Dans Mama, les personnages – tous interprétés avec une rare virtuosité par la comédienne Margot van Hove – s’enchaînent sans rupture. D’abord une mère hystérique, infantilisée et infantilisante, qui multiplie les injonctions à rire et à jouer ; puis une enfant fascinée par la maternité qui, dans l’innocence la plus totale, constate l’anéantissement des mères (« La maman elle est toute cassée ») et transgresse le tabou de l’inceste (« Je veux baiser avec papa ! Mais maman serait pas contente. »). Il sera aussi question, dans le désordre, de toutes les souffrances physiques et psychiques liées à la grossesse, l’accouchement, l’avortement, le viol et la dépression post-partum.
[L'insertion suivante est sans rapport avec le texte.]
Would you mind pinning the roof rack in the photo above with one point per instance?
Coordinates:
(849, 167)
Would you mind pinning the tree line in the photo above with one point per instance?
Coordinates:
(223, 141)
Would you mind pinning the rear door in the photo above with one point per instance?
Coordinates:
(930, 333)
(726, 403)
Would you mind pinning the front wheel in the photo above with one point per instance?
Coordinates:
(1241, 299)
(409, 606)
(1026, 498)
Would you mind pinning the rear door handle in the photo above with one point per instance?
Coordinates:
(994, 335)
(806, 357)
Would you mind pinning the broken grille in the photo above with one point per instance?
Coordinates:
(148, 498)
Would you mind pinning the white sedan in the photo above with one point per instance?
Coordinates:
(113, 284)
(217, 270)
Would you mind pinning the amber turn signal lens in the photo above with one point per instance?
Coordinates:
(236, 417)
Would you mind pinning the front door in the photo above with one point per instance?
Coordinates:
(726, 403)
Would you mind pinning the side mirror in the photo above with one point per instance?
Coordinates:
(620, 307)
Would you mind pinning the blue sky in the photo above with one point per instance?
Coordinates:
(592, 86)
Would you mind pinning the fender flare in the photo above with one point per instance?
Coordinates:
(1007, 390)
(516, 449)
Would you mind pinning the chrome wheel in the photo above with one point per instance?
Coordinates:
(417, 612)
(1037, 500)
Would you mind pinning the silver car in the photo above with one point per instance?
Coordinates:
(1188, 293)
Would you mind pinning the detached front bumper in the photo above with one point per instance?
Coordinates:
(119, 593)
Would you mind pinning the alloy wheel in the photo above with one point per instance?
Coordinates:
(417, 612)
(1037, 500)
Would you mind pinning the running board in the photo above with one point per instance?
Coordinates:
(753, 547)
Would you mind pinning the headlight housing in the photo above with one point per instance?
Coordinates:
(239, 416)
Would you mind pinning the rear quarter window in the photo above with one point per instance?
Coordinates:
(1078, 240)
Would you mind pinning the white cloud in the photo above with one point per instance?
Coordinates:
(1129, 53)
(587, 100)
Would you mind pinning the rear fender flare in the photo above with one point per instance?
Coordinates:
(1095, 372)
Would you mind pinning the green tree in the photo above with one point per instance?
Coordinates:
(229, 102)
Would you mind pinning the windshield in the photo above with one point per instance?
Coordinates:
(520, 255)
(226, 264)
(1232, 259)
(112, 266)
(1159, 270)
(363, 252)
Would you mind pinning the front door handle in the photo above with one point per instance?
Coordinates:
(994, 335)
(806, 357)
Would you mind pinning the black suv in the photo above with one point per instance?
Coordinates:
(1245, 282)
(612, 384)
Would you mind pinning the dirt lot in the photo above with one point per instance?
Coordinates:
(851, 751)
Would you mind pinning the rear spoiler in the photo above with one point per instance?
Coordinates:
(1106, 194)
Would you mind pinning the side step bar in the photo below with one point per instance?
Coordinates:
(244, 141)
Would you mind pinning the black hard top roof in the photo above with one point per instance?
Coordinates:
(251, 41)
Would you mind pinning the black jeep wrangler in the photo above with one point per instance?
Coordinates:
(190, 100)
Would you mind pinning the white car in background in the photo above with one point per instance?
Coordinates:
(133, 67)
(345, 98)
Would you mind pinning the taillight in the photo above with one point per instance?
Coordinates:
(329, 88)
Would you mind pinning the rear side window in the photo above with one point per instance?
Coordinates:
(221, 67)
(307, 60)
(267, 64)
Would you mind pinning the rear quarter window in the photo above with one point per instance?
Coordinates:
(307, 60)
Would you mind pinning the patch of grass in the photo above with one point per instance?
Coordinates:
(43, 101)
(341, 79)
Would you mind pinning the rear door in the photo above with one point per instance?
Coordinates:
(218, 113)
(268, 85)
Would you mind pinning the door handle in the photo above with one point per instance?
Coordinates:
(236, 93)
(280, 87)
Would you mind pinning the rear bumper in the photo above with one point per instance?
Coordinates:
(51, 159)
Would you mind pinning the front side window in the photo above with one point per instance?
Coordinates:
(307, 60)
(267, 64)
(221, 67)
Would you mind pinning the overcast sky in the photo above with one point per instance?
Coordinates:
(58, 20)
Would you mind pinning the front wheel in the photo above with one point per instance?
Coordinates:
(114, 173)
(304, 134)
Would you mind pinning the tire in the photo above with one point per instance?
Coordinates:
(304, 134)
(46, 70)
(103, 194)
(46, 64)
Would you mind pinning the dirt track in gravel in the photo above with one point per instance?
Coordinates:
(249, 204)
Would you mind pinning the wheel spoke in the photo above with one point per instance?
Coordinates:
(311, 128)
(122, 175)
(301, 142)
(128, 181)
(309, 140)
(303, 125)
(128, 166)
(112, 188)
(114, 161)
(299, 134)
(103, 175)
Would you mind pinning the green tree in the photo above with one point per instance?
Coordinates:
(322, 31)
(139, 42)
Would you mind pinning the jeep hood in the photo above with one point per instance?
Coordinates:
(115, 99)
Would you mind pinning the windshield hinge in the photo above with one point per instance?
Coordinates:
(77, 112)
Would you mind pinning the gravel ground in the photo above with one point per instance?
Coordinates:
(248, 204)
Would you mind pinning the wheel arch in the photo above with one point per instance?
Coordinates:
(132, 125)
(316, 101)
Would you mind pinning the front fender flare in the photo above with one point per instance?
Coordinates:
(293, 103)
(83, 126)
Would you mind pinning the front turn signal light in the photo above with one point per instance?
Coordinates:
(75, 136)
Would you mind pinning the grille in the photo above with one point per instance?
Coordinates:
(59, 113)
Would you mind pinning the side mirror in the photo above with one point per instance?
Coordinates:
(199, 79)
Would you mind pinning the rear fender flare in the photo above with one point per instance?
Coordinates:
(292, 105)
Il serait donc très simple de rendre compte de ce spectacle en se limitant à un inventaire de figures et de thèmes, fort éloignés de notre réalité d’homme cisgenre et sans enfants (ni actuels ni envisagés). Nous pourrions nous concentrer, par exemple, sur la manière dont Margot van Hove malmène dans sa pièce l’iconographie chrétienne de deux figures féminines du Nouveau Testament : la Vierge Marie et Marie-Madeleine.
Vers la fin du spectacle, se drapant de bleu clair, tenant une multitude de poupées à bout de bras, Margot van Hove incarne une Madone de miséricorde épuisée et forcée de supporter le poids de l’humanité dans un coin obscur de la scène ; mais la Vierge Marie apparaissait déjà de manière sous-jacente un peu plus tôt. Le court passage sur le viol (jamais nommé ainsi) mobilise déjà l’expérience de celle qui « n’a rien fait » et « n’y est pour rien ». Là, le personnage, sobrement éclairé, s’adresse à une autre entité que le public ; impossible de ne pas penser à l’Annonciation si joliment représentée dans l’art pictural renaissant, à Marie auréolée de lumière et aliénée à la volonté divine (notons le parallèle entre l’irruption de l’ange Gabriel et la culture du viol divin propre à la mythologie grecque). Dans Mama, la Madone interroge la pleine lumière qui la désigne comme celle qui devra se définir uniquement comme Mère, soumise au destin d’un fils tout puissant.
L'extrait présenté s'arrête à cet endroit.